Wow, great. Can you explain a little more about how you used mysql to store and access the 8gig? Or point me to any helpful tutorial or reference. Thanks, Felix
Great job! But I suspect you mixed up labels for Netherlands and Belgium.
Darn, you are correct! Thanks for pointing it out, it's been corrected now.
Awesome! I will be great if you will share the code used to draw the figures.
Hi Vladimir,
I believe I will have it up by the end of this week. But just so you know, the figures are not entirely made in R; they have been polished in Illustrator.
H Kristoffer,
Nice work. About the mismatches of the script performed, in all cases -- "your R script" identified higher than "PubMed using rudimentary country queries".
I was wondering if it was really an error !!!

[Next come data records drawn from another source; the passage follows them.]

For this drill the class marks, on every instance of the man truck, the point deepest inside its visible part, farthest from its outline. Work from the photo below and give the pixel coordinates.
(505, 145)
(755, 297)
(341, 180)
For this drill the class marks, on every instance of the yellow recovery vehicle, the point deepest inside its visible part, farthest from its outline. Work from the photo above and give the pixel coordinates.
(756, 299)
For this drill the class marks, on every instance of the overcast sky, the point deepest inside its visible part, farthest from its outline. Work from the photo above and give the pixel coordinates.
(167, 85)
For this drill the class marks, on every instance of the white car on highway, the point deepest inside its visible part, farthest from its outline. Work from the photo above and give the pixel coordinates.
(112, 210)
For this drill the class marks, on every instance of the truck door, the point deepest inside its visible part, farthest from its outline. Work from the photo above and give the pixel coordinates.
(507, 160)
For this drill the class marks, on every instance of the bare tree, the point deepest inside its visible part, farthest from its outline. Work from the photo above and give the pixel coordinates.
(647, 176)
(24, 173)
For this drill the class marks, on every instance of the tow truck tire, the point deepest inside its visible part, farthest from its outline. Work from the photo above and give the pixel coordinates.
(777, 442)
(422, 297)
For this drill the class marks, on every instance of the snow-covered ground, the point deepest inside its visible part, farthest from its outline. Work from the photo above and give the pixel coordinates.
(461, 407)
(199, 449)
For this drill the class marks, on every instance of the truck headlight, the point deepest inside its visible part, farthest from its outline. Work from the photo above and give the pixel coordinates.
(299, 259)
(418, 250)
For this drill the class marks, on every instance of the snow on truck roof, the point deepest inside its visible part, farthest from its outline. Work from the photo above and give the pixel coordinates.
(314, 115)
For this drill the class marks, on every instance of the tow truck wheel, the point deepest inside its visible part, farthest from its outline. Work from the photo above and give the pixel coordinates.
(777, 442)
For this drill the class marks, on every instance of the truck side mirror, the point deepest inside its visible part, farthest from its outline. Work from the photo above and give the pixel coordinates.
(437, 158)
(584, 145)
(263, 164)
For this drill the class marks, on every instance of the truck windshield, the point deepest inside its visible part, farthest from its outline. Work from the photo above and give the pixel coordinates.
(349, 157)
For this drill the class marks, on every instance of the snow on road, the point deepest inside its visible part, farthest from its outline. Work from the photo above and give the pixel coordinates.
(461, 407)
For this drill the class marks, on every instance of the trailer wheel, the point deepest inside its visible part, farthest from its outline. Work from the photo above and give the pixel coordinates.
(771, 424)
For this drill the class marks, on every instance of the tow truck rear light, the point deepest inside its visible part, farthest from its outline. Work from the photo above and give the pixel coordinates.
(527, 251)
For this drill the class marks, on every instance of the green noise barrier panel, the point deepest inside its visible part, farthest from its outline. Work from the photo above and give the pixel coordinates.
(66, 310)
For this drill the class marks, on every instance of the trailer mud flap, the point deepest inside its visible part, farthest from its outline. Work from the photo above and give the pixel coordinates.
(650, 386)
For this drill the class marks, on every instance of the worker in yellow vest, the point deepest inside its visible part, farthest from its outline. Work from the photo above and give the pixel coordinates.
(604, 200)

You have extracted the data from "PubMed’s affiliation field" -- where there will be multiple countries for multi-country-author papers. But "PubMed using rudimentary country queries" is based on (probably) corresponding author's country.
This may be the reason of the miss-match !!!
Regards
Turin
Hi Turin,
The reason that my script retrieves more hits is that it's using many, many more quires to match affiliations to countries than my PubMed search.
For instance my script retrieves 3222 more hits for Japan than my PubMed.com search. This is because it's also searching for large Japanese cities and popular Japanese universities. Searching for japan[ad] will miss fields where only the town or university is reported but not the country name.
Thanks for your comment!
Kristoffer,
I like your map. Can you please share the R code for the map.
Thanks,
Gary Guan
Hi Gary,
I believe I will have it up by the end of this week. But just so you know, the figures are not entirely made in R; they have been polished in Illustrator.